Crystalモードはまずまずうまく動作しますが、同じWindowsアプリケーションの複数のウィンドウをCommand+Tildeキーで切り替えたり、Snow LeopardのDock ExposéモードをWindowsのウィンドウで使用したりすることはできません。これらの機能はどちらもFusionでは期待通りに動作します。また、Windows 7でAeroテーマを使用している場合、Crystalモードでウィンドウをドラッグすると、Mac Proでかなり遅延が発生することがわかりました。CrystalモードでAeroを無効にすると、はるかに良い結果が得られました(これは仮想マシンの設定で制御できます)。

Windows Media PlayerのウィンドウをCrystalモードで開いた状態で、Exposéの「すべてのウィンドウ」モードを使用したところ、奇妙な現象が発生しました。開いているウィンドウに加えて、Windows Media Playerの「ゴースト」ウィンドウが3つ表示され、Excelウィンドウにも若干の歪みが見られました。
これらの「ゴースト」ウィンドウのいずれかを選択すると、Windows Media Player に切り替わるだけなので、重大な問題ではありませんが、Exposé を使用すると明らかに奇妙に見えます。

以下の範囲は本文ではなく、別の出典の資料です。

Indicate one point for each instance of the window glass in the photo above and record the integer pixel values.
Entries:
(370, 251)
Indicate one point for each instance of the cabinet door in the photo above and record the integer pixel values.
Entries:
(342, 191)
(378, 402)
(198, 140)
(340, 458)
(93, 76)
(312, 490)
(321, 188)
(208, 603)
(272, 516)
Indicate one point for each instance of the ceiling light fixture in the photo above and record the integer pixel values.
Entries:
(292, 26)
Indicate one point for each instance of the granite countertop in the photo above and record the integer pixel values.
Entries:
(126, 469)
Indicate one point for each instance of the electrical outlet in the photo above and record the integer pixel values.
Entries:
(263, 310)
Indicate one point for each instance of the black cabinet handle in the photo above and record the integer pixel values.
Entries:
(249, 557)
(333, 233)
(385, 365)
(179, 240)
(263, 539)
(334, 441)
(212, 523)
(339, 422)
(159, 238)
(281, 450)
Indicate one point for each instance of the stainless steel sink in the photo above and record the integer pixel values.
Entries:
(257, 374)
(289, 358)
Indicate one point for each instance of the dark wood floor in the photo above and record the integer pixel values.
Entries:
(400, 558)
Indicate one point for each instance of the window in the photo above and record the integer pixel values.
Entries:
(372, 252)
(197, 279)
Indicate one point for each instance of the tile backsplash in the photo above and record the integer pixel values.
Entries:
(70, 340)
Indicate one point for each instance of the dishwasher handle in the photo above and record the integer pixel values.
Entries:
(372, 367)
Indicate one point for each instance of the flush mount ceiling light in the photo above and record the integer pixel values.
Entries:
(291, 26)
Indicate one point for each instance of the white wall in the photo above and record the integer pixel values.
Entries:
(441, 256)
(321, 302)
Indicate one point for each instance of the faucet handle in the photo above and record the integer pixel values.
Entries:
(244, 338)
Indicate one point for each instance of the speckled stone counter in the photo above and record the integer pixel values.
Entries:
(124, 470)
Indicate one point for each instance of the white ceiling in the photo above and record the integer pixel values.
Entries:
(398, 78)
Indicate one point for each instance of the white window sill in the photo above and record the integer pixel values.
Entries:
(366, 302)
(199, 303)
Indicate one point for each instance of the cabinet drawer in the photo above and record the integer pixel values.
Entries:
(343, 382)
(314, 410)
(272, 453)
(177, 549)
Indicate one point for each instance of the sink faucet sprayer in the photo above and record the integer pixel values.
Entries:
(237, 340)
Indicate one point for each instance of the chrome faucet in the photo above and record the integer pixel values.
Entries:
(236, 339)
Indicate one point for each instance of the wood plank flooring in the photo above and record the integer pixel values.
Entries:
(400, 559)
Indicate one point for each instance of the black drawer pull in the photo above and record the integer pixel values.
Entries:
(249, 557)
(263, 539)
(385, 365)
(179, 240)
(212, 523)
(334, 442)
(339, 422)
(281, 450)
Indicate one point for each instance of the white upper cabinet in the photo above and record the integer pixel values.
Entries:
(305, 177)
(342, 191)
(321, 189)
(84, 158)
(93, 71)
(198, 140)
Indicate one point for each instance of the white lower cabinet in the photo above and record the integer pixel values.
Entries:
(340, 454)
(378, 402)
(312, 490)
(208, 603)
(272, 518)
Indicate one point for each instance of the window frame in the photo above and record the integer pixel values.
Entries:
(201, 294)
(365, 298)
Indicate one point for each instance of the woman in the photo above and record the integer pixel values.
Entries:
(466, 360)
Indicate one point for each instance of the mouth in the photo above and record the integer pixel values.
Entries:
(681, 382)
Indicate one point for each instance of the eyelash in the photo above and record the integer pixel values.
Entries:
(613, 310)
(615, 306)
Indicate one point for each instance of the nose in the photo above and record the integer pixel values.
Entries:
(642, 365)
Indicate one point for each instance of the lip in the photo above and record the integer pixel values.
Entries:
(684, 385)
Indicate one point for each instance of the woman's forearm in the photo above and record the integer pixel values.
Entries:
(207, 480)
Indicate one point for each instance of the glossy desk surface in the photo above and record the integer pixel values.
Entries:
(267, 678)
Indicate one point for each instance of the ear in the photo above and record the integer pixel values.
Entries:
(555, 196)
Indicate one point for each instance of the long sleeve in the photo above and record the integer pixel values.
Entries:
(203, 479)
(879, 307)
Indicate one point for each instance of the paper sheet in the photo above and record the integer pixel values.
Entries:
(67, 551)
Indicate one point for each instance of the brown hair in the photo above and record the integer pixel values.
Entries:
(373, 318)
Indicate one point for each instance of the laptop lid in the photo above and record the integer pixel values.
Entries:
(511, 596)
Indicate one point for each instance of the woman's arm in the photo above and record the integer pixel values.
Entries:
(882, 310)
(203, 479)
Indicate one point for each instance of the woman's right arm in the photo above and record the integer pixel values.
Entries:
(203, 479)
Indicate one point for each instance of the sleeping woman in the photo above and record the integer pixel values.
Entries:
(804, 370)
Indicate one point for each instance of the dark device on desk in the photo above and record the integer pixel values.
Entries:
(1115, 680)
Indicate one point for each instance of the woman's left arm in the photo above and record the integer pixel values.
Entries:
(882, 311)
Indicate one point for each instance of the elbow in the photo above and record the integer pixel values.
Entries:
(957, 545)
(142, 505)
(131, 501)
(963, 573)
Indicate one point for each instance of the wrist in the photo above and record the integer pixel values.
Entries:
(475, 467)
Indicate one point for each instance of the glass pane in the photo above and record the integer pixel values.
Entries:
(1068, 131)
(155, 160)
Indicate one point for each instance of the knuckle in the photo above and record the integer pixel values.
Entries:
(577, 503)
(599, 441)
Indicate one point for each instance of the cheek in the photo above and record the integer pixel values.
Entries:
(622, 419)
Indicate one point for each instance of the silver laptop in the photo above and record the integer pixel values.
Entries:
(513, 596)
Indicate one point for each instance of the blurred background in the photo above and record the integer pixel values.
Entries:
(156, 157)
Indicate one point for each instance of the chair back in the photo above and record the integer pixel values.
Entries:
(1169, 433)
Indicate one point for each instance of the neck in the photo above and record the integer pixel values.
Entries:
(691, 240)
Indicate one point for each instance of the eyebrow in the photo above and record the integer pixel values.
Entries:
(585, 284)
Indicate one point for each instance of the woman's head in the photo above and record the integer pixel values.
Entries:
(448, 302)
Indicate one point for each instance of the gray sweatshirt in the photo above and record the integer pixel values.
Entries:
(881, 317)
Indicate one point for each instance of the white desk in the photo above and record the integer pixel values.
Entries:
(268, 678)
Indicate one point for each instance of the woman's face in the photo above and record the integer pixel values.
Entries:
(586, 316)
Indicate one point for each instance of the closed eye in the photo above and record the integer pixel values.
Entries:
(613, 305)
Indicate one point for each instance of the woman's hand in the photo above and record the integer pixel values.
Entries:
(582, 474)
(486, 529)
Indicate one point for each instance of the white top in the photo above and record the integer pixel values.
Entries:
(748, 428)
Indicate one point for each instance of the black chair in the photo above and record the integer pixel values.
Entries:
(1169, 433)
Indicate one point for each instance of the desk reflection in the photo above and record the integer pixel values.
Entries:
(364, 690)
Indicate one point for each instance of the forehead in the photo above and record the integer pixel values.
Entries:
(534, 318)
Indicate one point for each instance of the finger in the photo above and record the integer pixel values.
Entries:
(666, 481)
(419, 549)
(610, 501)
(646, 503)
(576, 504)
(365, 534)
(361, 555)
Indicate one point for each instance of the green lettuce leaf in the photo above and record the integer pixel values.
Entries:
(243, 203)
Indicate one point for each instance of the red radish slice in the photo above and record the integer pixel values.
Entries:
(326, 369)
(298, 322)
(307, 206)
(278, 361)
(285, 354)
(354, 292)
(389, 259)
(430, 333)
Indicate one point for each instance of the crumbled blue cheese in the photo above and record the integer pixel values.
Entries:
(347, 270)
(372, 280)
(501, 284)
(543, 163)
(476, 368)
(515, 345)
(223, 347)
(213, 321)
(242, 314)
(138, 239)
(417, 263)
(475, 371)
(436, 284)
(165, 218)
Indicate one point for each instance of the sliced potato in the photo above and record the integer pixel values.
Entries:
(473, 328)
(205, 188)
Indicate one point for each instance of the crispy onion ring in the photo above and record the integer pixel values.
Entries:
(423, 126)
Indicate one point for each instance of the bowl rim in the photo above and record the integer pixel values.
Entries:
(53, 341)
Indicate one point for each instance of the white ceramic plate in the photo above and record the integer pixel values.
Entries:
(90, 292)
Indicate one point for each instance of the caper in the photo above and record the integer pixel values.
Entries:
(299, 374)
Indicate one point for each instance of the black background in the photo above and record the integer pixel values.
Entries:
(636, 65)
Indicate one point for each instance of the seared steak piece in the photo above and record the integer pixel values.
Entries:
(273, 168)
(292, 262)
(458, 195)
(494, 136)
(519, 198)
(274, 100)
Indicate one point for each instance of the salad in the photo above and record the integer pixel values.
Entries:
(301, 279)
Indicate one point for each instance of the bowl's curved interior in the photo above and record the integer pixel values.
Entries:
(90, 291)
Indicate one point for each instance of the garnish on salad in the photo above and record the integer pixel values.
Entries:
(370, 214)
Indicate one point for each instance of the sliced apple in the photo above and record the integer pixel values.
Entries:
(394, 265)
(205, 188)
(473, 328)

Parallels の Windows 向け新デザイン 2 つ目は MacLook です。これは Windows(XP、Vista、7)用の OS X 風テーマです。MacLook は「表示」メニューから適用すると、Parallels がテーマのインストールに 1~2 分ほどかかります。Mac OS と Windows OS を切り替えるユーザーにとって、Windows の見た目がそれほど目立たないようにすることが目的です。
それはアイデアではあるが、MacLook は目標達成にかなり失敗していると思う。
Windows のすべての要素がテーマ設定可能というわけではないので、MacLook は最終的に Windows 内でさまざまな外観のウィンドウのシリーズを提供します。OS X ウィンドウに似たものもあれば、ネイティブ Windows ウィンドウに似たものもあり、さらに 2 つの要素を奇妙に混ぜ合わせたようなものも存在します。

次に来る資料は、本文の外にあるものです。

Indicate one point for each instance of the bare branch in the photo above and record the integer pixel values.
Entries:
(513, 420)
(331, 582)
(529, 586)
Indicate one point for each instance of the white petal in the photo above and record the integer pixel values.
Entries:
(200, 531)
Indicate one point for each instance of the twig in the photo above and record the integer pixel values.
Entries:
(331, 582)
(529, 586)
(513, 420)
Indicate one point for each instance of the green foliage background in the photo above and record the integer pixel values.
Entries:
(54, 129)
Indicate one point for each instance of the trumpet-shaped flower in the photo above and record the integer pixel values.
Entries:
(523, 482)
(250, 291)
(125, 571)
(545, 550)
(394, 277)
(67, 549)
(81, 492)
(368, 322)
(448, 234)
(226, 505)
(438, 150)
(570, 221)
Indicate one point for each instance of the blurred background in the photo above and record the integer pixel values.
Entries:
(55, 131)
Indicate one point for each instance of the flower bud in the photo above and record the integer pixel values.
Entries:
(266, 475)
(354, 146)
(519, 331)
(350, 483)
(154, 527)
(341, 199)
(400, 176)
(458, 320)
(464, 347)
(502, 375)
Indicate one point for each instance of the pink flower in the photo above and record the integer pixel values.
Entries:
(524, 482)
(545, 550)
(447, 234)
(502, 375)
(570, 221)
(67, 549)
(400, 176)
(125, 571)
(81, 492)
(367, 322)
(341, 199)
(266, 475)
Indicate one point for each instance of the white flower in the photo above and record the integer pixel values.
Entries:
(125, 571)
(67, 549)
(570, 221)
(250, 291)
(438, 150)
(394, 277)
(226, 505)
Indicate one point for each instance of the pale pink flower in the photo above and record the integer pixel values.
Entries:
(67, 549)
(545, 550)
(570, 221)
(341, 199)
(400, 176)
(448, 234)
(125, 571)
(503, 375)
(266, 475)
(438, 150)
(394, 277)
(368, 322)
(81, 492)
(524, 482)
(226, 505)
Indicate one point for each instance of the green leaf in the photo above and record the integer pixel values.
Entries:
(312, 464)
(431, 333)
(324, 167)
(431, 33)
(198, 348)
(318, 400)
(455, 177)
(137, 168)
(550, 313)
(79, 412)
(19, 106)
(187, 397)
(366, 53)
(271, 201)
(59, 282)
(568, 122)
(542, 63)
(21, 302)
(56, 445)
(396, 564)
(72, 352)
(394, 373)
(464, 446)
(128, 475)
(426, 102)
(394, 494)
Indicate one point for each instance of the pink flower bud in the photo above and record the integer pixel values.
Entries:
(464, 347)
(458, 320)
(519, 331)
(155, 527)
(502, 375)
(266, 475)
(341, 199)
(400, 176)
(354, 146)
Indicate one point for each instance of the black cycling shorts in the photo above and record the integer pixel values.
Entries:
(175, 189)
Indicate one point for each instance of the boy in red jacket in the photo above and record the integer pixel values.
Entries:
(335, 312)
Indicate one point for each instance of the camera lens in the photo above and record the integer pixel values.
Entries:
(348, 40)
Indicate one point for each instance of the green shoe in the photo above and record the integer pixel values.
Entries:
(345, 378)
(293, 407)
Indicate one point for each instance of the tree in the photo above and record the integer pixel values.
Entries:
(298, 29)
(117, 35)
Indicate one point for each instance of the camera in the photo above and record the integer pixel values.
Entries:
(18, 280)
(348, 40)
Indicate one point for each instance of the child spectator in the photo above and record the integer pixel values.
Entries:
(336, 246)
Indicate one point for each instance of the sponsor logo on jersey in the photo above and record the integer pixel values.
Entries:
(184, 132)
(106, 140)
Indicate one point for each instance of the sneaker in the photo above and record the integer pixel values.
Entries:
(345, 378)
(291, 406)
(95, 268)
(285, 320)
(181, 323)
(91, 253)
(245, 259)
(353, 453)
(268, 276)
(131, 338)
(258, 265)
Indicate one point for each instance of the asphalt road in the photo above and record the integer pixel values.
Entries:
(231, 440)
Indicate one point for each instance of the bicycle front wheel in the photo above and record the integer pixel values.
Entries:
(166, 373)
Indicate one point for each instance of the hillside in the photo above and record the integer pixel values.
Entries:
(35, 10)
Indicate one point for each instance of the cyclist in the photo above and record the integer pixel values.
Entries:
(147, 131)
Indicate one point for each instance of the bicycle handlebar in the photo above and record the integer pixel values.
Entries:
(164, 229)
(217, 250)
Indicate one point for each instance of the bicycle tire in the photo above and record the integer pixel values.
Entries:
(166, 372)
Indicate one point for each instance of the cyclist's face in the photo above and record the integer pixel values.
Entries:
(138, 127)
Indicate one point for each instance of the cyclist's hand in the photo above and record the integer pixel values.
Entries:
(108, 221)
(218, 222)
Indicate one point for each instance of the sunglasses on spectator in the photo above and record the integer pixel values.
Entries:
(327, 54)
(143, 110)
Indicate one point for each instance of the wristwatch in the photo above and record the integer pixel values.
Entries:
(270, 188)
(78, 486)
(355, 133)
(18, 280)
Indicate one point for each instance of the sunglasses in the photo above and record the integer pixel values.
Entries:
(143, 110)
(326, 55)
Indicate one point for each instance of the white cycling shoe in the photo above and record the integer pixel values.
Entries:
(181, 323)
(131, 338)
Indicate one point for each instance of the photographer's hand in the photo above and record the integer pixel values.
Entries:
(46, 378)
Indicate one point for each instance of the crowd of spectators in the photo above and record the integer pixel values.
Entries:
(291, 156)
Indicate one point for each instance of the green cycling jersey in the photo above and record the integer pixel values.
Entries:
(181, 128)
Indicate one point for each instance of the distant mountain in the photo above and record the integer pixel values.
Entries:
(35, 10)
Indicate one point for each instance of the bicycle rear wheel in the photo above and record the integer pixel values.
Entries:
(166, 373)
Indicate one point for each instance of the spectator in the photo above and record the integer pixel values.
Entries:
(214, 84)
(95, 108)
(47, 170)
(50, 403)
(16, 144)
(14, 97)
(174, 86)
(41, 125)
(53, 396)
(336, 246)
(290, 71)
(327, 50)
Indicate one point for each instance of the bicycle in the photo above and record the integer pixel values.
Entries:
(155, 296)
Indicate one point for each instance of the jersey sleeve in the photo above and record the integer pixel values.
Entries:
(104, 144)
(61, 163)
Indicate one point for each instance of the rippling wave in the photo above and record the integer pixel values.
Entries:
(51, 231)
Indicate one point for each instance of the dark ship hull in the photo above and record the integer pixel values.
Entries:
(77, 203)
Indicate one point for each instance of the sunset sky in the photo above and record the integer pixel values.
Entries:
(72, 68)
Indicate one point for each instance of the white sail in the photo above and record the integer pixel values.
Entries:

ウィンドウには四角形のものもあれば、丸いものもあります。どのウィンドウにも影がないようですが、端の境界線がないものもあります。OS X の赤/黄/緑のボタンが右上にあるものもあれば、左上にあるものもあり、ボタンがまったくないものもあります。
OS X インターフェースを好み、定期的に使用している人にとって、MacLook が標準の Windows テーマよりも優れているとは思えません。少なくとも、ある程度の一貫性があり、ウィンドウはどれもほぼ同じように見えます。

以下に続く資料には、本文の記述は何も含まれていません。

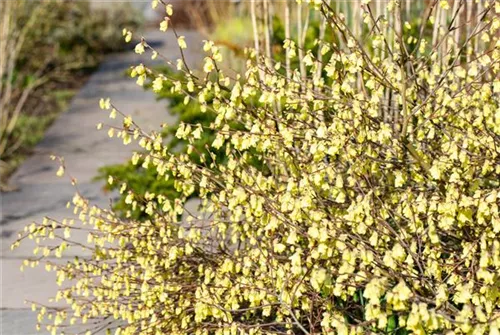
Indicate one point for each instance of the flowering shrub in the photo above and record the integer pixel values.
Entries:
(374, 209)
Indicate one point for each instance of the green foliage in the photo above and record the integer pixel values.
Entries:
(70, 40)
(373, 209)
(143, 180)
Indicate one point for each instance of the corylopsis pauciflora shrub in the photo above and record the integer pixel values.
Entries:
(376, 212)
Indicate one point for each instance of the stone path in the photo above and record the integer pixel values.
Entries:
(85, 149)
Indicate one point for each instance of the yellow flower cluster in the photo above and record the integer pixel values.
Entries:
(373, 207)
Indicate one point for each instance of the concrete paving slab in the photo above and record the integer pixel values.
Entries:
(74, 136)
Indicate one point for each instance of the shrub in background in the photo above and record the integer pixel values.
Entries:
(70, 39)
(377, 210)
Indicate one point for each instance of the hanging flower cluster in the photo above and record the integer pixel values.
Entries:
(373, 207)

「表示」メニューの「MacLook」のチェックを外したのですが(MacLookは無効になるはず)、Windows 7で問題が発生しました。アンインストールプロセスが完全に完了せず、ウィンドウの表示がさらにおかしくなってしまうのです。この問題は、Windowsの環境設定の「個人設定」セクションで標準のAeroテーマを選択することで解決できました。
グラフィックとゲーム
Parallels Desktop 5 はゲーム用に非常に優れたエンジンを搭載しています。古いゲームでも素晴らしい結果が得られ、最近のリリースでも非常に良好な結果が得られました。Fusion ではまともなフレームレートで動作させることができなかった Call of Duty 4 のデモ版も、Parallels で少し調整した後は(ディテールレベルは最低限ではありましたが)問題なく動作しました。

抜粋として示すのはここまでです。